Расставание растянулось. Вначале показались смешными его обиды. Как можно дуться на то, что ее мучает новая роль! Она занята в па-де-катр, но у Игоря парадоксальная логика: раз она – одна из четырех, то можно и смухлевать, смыться с репетиции, если у него есть хата, свободная днем. Аргумент незыблемый для профана: одно дело – главная партия, премьера, все такое, но тут-то рядовая показуха, концерт закрытия сезона. Инга пыталась объяснять, но разве втолкуешь очевидное; сипела, плакала на ветру, – Игорь был непроницаем. «Ты же сама признавалась, что балет для тебя – случайность. Вот и уйди из театра, тогда и поговорим… и откуда у тебя эта куртка?»

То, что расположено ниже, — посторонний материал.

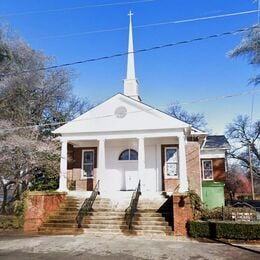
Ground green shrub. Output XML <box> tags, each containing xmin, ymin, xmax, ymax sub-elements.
<box><xmin>200</xmin><ymin>206</ymin><xmax>256</xmax><ymax>220</ymax></box>
<box><xmin>68</xmin><ymin>180</ymin><xmax>76</xmax><ymax>190</ymax></box>
<box><xmin>188</xmin><ymin>221</ymin><xmax>260</xmax><ymax>240</ymax></box>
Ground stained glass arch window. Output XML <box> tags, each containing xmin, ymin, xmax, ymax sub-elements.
<box><xmin>118</xmin><ymin>149</ymin><xmax>138</xmax><ymax>161</ymax></box>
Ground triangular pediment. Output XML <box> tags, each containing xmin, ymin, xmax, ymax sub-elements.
<box><xmin>54</xmin><ymin>94</ymin><xmax>190</xmax><ymax>134</ymax></box>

Куртку отдала Олеська. Она стала «богатенькой буратинкой», кутила и радовала глаз оптимизмом ядовито-голубого макияжа. Подарила куртку, не такую, как обычно отдают из жалости, не пришей кобыле хвост, а модную, из желто-кремовой кожи. И еще отдала кое-что, даже трусами поделилась с кружевами цвета, как помпезно называла его, терракотового. Инга от радости и не знала, куда заховать вновь обретенное хозяйство, никто ей такого в жизни не дарил.
И вот Игорек теперь ропщет. Из театра, видите ли, уйти! Куда? На улицу, подъезды мыть? Или, может быть, Нелли ожидает ее с хлебом-солью и пирожками с капустой?! Тогда к тому же были не самые плохие времена, если не лучшие. Общежитие при театре – развалюха, конечно, но это тебе не монастырь училища с девочками – змеиными головками, здесь народ потеплее, да и Инга уже болела болтливостью в необходимой для кочевой жизни форме. Здесь много славных физиономий, чужие сорванцы обнимают ее за ногу вместо приветствия, а она дарит им елочные игрушки из пенопласта и блестящие шарики из фольги на резинке. Такая мода.
Ингу всей душой приняли в крикливую общину, ни с того ни с сего, как тепло быть своей, однако… Здесь она уже не понимала, за что ненавидела училище и с чего все взгляды ей казались косыми, она стала забывать свое сиротство. Однокашницы почти все разлетелись по городам и весям, остались только Олеська – до поры до времени, – Марина и две соседки нынешних. Одна из них – гулена, в общагу и не забредала, застряла в стадии помолвки и, пребывая в этом качестве, сменила штук пять женихов, она не жила, только числилась. Другая – Феля, маленькая, тихая татарочка. Их с Ингой поселили вместе за год до выпуска, в комнате царил хрупкий, тихий уют. Любое действие Фели сопровождалось удивительными необъяснимыми волнами покоя. Инга не могла объяснить этот своеобразный гипноз, наверное, просто есть люди, излучающие седативное поле.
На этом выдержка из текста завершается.